Dalam draf Revisi Undang-Undang (RUU) KUP Pasal 4A tersebut, dikatakan bahwa pemerintah akan menghapus beberapa jenis barang yang tadinya dianggap tidak dikenakan Pajak Pertambahan Nilai (PPN). Beberapa kelompok barang yang dimaksudkan tersebut diantaranya adalah barang hasil pertambangan atau dari hasil pengeboran yang diambil langsung dari sumbernya. Selain itu, barang kebutuhan pokok yang sangat dibutuhkan oleh rakyat banyak juga akan dihapuskan dan dikenakan Pajak Pertambahan Nilai (PPN). Sebelumnya, kebijakan yang mengatur dan menegaskan bahwa sembako atau yang termasuk ke dalam jenis kebutuhan pokok tidak dikenakan Pajak Pertambahan Nilai (PPN) telah diatur dalam Peraturan Menteri Keuangan Nomor 116/PMK.010/2017.

Barang-barang pokok tersebut meliputi:

  1. Beras dan gabah
  2. Jagung
  3. Sagu
  4. Kedelai
  5. Garam untuk dikonsumsi
  6. Daging
  7. Telur
  8. Susu
  9. Buah-buahan
  10. Sayur-sayuran
  11. Ubi-ubian
  12. Bumbu-bumbuan
  13. Gula untuk dikonsumsi

Sedangkan yang dimaksudkan dengan hasil pertambangan dan pengeboran meliputi:

  1. Emas
  2. Batu bara
  3. Minyak dan gas bumi
  4. Hasil mineral bumi lainnya

Untuk jenis-jenis barang yang termasuk sembako tersebut, pemerintah rencananya akan menetapkan tarif Pajak Pertambahan Nilai (PPN) sebesar 12% (dua belas persen).

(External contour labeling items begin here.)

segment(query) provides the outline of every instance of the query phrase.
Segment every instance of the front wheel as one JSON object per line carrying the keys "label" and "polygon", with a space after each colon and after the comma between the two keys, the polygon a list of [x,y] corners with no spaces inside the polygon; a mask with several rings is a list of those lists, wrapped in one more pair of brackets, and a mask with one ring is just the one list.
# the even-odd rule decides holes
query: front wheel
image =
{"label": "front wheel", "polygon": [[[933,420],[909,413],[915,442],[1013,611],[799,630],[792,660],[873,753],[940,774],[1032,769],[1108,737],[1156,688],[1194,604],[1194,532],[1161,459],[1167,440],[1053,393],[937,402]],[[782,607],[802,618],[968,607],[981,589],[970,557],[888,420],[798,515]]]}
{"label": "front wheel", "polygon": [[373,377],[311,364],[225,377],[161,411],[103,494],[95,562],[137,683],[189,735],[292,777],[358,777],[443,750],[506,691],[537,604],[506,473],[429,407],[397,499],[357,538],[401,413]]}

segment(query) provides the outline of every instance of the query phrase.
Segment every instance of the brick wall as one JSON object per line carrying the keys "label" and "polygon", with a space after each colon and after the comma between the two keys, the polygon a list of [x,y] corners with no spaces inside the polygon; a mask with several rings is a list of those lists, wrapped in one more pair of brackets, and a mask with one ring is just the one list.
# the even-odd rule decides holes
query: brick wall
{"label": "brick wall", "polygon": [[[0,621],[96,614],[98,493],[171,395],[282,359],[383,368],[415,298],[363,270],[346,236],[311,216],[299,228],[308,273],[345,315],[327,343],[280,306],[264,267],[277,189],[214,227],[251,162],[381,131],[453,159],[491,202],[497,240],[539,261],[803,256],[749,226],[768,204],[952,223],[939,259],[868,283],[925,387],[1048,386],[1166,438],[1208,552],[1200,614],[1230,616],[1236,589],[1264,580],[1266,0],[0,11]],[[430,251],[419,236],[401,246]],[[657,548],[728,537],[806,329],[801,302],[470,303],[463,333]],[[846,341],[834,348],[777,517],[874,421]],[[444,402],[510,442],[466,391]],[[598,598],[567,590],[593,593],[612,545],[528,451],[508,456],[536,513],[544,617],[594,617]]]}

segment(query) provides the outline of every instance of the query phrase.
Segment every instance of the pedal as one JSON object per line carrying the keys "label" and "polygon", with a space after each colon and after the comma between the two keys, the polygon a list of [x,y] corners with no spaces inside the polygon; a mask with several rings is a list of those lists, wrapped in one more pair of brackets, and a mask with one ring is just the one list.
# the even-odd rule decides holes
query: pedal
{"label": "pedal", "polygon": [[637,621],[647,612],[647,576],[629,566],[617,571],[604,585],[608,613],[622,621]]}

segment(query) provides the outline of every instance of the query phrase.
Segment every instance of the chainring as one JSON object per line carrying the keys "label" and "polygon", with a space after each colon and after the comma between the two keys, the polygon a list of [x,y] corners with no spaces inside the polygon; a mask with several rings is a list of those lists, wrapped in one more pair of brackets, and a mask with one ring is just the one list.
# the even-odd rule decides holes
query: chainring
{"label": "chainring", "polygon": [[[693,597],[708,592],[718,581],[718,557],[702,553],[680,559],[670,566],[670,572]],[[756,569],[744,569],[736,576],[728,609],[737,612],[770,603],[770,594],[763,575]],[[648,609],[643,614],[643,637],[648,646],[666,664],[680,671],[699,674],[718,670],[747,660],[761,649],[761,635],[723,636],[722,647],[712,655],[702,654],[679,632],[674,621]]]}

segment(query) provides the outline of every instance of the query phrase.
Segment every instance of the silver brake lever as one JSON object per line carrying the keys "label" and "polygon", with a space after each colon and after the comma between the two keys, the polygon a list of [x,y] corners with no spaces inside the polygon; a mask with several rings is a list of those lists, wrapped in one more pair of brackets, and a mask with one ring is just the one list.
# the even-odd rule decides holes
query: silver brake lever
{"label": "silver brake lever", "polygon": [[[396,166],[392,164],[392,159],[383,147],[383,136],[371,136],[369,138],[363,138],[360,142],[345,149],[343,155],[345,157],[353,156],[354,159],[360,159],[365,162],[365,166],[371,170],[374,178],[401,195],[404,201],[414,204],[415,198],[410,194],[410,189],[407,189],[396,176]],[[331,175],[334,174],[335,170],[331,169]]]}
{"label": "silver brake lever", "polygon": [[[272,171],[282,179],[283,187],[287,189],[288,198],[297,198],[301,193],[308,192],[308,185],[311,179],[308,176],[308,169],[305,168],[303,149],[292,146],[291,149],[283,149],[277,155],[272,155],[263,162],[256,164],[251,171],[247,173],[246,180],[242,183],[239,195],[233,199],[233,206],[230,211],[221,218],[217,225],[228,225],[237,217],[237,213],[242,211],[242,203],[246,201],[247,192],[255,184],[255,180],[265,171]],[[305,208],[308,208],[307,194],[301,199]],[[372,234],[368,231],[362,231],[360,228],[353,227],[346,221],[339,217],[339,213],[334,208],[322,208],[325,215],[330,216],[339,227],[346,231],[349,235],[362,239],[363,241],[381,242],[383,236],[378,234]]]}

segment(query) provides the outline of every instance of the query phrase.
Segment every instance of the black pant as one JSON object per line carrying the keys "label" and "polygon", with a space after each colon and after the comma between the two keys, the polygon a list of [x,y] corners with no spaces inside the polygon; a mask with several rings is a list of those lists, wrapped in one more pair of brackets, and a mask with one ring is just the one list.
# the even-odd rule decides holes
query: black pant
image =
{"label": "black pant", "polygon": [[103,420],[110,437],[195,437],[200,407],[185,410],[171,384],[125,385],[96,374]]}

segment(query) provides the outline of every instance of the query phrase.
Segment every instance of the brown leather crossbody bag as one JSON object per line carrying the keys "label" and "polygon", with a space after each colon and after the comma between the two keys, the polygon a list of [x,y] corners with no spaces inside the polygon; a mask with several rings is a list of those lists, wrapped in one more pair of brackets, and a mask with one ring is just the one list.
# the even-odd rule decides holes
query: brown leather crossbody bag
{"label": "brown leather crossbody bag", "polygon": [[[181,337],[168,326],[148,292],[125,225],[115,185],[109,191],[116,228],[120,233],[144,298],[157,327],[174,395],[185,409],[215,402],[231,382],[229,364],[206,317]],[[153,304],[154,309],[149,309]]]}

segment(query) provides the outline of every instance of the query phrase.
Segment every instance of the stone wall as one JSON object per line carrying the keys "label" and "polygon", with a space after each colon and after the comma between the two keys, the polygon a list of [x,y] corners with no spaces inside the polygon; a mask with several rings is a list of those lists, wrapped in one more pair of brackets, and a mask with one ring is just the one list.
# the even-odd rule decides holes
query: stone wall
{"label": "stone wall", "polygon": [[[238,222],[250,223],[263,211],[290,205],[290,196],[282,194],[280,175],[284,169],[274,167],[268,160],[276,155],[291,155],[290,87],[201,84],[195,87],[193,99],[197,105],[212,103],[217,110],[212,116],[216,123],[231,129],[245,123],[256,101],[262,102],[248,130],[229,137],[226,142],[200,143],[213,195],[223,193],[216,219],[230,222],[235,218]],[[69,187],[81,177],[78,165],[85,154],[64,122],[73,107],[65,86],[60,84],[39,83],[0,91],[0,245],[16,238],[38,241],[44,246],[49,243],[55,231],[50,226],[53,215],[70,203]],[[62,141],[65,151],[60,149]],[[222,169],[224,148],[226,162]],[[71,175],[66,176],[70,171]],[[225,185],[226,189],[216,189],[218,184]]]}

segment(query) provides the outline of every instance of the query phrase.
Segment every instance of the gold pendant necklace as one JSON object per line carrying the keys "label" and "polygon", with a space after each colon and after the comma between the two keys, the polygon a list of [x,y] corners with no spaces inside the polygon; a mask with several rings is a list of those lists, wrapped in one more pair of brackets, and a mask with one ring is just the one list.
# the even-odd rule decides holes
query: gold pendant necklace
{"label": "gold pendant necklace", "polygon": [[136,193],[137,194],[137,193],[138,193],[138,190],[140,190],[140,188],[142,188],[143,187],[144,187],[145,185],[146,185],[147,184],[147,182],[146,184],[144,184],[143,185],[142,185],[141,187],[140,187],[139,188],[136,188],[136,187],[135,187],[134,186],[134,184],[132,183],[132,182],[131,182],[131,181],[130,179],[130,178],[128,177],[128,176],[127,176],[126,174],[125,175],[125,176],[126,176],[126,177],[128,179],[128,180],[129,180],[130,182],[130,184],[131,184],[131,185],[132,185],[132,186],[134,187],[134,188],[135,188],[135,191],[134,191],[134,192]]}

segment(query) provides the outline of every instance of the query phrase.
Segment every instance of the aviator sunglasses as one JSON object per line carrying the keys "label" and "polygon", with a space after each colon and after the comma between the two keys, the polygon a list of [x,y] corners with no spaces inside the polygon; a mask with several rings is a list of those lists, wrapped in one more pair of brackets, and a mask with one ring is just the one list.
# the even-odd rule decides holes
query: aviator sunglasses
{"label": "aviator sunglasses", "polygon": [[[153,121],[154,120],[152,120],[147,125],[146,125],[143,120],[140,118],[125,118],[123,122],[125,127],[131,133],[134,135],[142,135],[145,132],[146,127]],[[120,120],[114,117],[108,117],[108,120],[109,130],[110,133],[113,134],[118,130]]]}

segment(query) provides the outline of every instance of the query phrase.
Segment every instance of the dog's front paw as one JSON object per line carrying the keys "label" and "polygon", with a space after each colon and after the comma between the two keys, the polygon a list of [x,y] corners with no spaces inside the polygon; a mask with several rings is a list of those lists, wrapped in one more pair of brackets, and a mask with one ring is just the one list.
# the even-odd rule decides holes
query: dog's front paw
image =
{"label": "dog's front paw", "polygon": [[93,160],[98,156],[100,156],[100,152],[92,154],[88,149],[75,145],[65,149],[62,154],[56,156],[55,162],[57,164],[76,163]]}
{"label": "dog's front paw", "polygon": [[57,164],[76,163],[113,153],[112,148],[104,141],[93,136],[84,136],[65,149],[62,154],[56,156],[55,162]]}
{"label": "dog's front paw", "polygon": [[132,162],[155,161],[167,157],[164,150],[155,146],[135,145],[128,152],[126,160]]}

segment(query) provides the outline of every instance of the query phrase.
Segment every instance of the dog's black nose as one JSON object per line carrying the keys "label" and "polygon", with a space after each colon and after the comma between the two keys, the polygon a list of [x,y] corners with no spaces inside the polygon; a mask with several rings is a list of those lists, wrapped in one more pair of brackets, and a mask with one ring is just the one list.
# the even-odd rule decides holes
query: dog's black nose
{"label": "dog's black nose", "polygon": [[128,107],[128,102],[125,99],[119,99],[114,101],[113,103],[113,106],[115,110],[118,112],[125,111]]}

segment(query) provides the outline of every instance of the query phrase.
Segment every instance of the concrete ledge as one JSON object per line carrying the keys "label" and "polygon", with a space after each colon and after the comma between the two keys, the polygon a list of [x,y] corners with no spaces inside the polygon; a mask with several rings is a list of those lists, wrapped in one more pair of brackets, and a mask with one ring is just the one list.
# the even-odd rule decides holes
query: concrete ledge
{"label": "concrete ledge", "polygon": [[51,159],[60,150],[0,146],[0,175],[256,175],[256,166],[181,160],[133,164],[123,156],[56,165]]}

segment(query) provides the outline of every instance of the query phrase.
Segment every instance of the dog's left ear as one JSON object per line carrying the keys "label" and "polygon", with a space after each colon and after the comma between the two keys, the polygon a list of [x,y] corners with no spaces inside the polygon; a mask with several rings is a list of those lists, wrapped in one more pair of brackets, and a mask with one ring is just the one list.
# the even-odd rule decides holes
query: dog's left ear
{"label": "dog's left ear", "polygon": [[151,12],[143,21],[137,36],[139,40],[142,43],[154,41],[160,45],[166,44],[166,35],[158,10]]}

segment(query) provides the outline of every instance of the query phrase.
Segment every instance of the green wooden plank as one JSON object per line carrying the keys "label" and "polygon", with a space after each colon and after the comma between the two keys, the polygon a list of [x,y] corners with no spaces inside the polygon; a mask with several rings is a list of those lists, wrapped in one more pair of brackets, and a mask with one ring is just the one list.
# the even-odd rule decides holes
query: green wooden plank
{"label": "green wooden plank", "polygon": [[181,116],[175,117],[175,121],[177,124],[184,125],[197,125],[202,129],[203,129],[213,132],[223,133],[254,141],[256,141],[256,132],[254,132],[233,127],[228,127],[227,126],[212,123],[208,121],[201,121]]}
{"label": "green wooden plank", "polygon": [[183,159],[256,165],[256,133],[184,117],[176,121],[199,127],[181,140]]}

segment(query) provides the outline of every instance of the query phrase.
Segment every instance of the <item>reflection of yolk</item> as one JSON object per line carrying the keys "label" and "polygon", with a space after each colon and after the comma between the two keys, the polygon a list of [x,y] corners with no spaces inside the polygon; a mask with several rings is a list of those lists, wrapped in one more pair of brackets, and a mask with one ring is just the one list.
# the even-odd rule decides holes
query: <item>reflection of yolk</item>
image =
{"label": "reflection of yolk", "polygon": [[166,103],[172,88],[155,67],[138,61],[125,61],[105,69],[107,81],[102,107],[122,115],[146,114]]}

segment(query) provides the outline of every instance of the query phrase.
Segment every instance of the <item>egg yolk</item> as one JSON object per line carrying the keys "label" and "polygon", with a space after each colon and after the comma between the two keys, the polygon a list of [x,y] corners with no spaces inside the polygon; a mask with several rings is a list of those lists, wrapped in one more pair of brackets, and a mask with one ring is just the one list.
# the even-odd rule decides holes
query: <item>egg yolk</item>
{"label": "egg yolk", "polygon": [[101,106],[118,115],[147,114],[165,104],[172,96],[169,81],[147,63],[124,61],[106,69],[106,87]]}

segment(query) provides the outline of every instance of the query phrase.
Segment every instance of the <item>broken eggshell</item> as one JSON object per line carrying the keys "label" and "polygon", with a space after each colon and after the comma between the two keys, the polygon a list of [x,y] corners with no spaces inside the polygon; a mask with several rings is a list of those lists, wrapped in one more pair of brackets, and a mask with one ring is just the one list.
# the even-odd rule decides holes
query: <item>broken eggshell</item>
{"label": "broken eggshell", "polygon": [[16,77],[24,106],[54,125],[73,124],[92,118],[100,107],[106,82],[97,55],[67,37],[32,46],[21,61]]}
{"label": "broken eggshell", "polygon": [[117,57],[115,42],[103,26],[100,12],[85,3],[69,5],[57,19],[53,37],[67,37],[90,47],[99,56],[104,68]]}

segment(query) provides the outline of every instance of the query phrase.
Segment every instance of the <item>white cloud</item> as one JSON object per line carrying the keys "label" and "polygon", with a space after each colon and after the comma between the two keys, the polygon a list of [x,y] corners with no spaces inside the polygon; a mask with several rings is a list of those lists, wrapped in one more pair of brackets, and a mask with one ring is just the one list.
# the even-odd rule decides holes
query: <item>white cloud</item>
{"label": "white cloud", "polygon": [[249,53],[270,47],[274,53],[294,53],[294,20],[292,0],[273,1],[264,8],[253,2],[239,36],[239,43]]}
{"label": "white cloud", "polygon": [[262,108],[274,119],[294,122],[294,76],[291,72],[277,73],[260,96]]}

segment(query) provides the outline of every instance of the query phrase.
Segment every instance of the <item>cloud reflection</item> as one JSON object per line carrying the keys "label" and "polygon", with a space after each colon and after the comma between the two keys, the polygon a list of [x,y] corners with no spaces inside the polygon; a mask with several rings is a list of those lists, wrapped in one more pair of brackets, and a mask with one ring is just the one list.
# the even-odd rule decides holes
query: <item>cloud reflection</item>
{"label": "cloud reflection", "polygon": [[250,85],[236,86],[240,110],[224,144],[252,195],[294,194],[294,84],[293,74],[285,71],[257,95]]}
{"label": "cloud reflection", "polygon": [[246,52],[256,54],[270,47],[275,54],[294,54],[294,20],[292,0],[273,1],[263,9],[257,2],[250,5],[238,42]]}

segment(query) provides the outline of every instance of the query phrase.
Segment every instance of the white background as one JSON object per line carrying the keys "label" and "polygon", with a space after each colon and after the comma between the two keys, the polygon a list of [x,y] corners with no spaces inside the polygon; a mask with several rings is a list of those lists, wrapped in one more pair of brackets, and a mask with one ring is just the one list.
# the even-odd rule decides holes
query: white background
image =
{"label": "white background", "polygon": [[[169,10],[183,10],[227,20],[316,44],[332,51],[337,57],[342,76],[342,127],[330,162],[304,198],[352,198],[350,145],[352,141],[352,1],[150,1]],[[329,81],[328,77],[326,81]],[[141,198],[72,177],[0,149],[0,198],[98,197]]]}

Dalam draf Revisi Undang-Undang (RUU) KUP, selain sembako ternyata pemerintah juga berencana untuk menambah jenis jasa yang sebelumnya dikecualikan atas pemungutan Pajak Pertambahan Nilai (PPN). Berikut merupakan jenis jasa yang dimaksudkan, yaitu:

  1. Jasa pelayanan kesehatan media
  2. Jasa pelayanan sosial
  3. Jasa pelayanan pengiriman surat dan perangko
  4. Jasa pelayanan keuangan
  5. Jasa pelayanan asuransi
  6. Jasa penyiaran yang tidak bersifat iklan
  7. Jasa angkutan umum yang berada di darat, air, dan udara di dalam dan di luar negeri
  8. Jasa tenaga kerja
  9. Jasa telepon umum dengan menggunakan uang logam
  10. Jasa pengiriman uang dengan menggunakan wesel pos

Dan berdasarkan dengan draf Revisi Undang-Undang (RUU) KUP tersebut, pemerintah juga menjabarkan terkait tarif Pajak Pertambahan Nilai (PPN) yang dikenakan. Rencananya, pemerintah akan menaikkan tarif Pajak Pertambahan Nilai (PPN) yang tadinya 10% (sepuluh persen) menjadi 12% (dua belas persen). Hal ini sebagaimana tertulis pada Pasal 7 ayat (1) draf Revisi Undang-Undang (RUU) KUP.

Perubahan pada tarif atas Pajak Pertambahan Nilai (PPN) yang dimaksudkan tersebut nantinya akan diatur dengan Peraturan Pemerintah setelah Pemerintah menyampaikannya kepada Dewan Perwakilan Rakyat (DPR) untuk dibahas dalam penyusunan Rancangan Anggaran Pendapatan dan Belanja Negara (APBN).

Beragamnya rencana perubahan yang dilakukan dalam kebijakan perpajakan di Indonesia ini berupaya untuk mengadopsi praktik terbaik internasional. Hal ini dilakukan dengan tujuan untuk menanggulangi dampak akibat pandemic COVID-19 agar tidak lagi memperburuk keadaan ekonomi negara.